The US-based Online News Association’s (ONA) award system provides another reference point for developing criteria to judge excellence in digital journalism. The ONA gives prizes in 13 categories, including innovative investigative journalism, data visualisation, community collaboration, technical innovation, blogging, and non-English online journalism. The last category raises the important issue of how to better reward cultural diversity in journalism, a further challenge, beyond the remit of this report, that nevertheless needs to be addressed to achieve a more balanced news representation of Australia’s multiculturalism.

David Craig’s recent book, (Excellence in Online Journalism, 2011), commends the ONA approach.

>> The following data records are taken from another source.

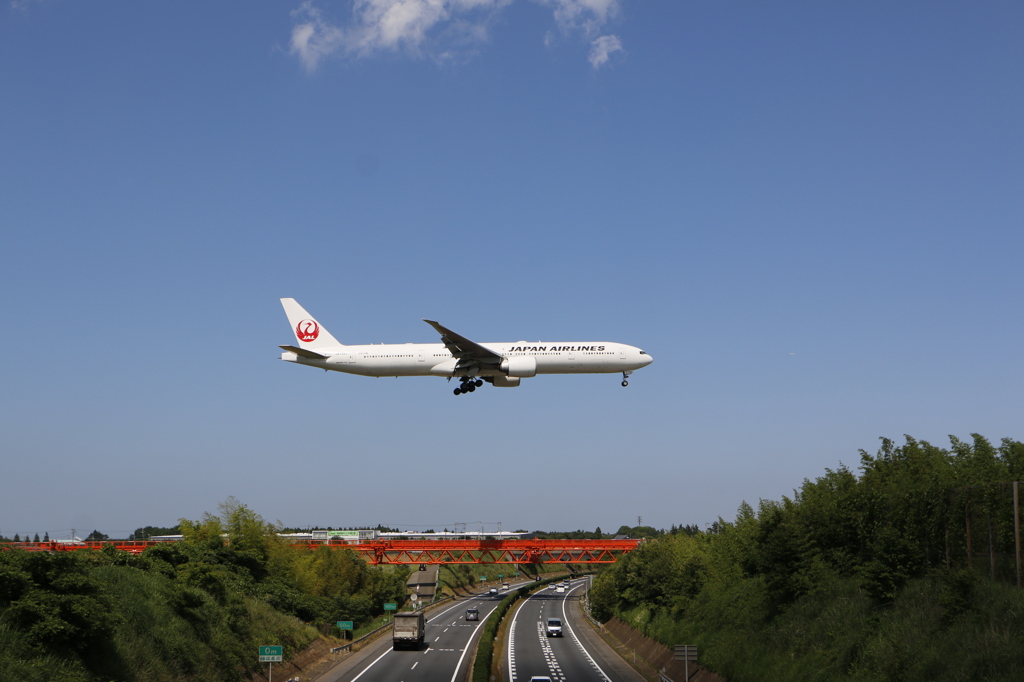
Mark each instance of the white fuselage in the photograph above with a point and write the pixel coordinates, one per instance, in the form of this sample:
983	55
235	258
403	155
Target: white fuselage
433	359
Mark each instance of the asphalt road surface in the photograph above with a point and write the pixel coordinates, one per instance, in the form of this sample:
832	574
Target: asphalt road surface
579	655
443	656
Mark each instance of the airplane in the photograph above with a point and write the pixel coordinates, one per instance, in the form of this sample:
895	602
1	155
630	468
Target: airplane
501	365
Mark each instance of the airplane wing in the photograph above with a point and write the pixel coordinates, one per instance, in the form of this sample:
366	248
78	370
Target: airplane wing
303	352
464	349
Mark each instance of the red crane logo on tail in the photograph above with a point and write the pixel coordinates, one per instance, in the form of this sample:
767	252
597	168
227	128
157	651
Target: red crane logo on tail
307	330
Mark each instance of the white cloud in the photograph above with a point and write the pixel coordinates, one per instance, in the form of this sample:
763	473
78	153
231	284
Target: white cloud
437	29
313	39
601	48
586	15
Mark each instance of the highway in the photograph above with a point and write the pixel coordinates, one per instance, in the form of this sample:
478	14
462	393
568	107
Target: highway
580	655
442	658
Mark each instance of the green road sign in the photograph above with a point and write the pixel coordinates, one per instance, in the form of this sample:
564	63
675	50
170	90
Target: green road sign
271	653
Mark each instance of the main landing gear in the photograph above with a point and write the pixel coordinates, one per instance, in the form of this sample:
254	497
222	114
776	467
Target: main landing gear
468	386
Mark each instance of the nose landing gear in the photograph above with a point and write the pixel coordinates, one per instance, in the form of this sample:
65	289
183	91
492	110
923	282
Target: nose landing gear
468	385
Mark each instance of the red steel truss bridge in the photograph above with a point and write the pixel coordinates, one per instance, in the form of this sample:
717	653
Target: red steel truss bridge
379	552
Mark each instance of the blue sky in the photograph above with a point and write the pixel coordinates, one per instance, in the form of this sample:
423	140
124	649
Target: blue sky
810	214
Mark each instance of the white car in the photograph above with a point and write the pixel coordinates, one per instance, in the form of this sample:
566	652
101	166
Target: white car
554	628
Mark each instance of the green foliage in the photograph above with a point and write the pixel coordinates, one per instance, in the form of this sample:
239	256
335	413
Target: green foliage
845	581
195	609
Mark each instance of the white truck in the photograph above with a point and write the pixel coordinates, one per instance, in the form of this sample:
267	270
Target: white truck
409	631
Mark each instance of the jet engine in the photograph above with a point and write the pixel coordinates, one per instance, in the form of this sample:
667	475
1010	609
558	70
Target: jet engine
519	366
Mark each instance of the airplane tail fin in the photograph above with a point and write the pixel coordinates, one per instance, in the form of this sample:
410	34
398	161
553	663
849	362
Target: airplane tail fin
307	331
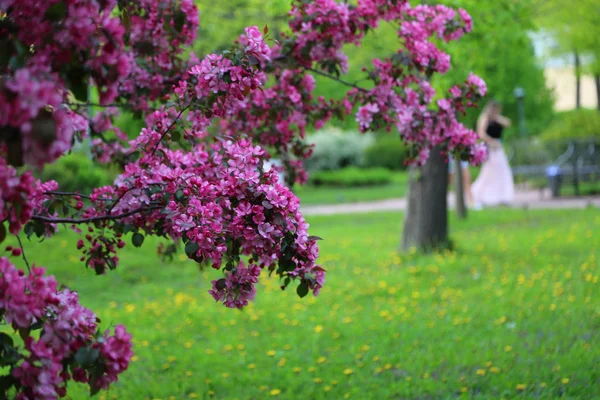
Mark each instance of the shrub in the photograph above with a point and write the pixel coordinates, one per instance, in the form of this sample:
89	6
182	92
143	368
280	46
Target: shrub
76	172
352	176
335	149
387	152
574	124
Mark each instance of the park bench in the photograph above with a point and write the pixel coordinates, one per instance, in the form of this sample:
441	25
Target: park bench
578	163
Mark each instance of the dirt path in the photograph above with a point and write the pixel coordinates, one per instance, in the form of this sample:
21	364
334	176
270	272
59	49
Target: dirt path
523	199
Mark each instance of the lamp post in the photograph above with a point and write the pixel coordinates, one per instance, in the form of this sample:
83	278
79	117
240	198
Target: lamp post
520	95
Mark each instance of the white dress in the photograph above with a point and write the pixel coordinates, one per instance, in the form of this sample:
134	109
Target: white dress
495	185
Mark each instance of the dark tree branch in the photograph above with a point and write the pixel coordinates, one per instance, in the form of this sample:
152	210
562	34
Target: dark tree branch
93	219
170	127
23	253
335	78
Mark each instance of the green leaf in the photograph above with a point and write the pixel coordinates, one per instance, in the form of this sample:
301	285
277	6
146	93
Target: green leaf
6	382
137	239
191	248
179	20
2	232
286	264
86	356
39	228
302	289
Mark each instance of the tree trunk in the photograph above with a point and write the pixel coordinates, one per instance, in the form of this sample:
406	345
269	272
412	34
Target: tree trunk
597	80
577	81
459	189
426	220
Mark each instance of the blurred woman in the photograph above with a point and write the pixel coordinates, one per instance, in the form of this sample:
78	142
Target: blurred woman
466	175
494	185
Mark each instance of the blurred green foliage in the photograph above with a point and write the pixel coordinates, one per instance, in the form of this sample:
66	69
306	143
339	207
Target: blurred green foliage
352	177
574	124
76	172
335	149
499	50
387	152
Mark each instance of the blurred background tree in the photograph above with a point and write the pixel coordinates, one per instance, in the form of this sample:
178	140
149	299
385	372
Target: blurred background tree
575	26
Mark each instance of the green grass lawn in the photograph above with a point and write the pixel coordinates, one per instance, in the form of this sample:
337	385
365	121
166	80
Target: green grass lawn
310	194
513	313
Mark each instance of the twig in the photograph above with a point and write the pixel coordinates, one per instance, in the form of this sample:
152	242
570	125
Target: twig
92	219
23	253
170	127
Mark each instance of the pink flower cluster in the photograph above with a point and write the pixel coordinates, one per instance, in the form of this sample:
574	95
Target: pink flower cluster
237	288
254	44
159	33
68	331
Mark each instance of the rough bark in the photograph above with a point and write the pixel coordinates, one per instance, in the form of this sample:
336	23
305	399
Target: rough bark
459	188
426	219
577	81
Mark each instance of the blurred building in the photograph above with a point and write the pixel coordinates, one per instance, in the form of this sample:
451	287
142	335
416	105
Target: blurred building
560	75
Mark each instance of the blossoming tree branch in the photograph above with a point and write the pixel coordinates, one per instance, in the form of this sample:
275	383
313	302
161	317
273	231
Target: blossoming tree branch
194	174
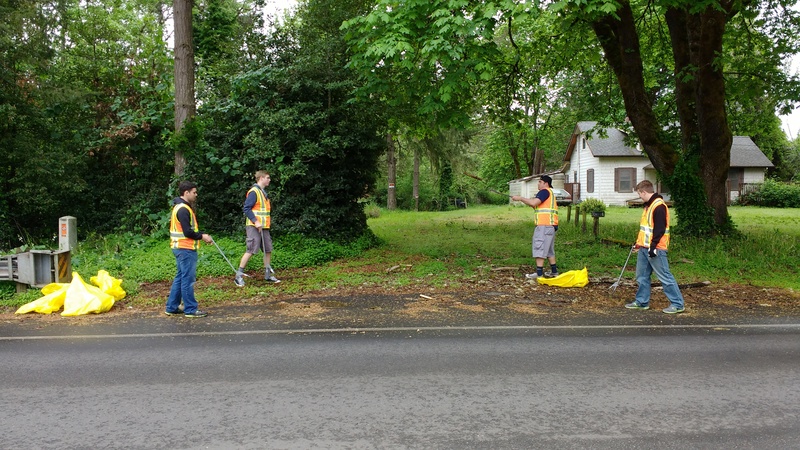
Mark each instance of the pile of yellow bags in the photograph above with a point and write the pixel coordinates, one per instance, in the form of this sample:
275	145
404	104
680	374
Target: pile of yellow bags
77	297
573	278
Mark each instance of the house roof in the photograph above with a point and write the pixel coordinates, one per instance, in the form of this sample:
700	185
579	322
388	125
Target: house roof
613	144
538	175
745	153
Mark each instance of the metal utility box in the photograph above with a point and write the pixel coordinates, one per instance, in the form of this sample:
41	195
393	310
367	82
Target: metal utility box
67	233
39	268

He argues there are four key features of quality online journalism that deserve to be reflected in awards: speed and accuracy with depth in breaking news; comprehensiveness in content; open-endedness in story development; and the central place of conversation. Craig says these features marry print journalism traditions with evolving digital journalism practices. He argues the discussion of excellence in online journalism benefits from an ethical framework that specifies the purpose or rationale for good practice. He also defines journalism as a social practice (rather than an individual enterprise), which enables democracy by providing citizens with the information they need. In sum, he argues that journalists who are interested in excellence need to pay more attention to these particular features of online journalism. We agree with this approach and recommend that the Walkley Foundation take it into account in the 2013 review.

As we go to press, journalists are waiting to see whether the Gillard government intends to leave the newspaper industry to self-regulate via the Australian Press Council – recently cashed up, with a new national advisory panel, and on a mission to provide its members with “practical” journalism standards – or to introduce some form of mandatory standards regulation via a News Media Council, as recommended by the Finkelstein Inquiry, or some other statutory body. We welcome the debate that will follow either decision. The lesson we draw from this investigation is that robust public argument about the future of journalism is a thousand times preferable to a slow, silent newspaper deathwatch.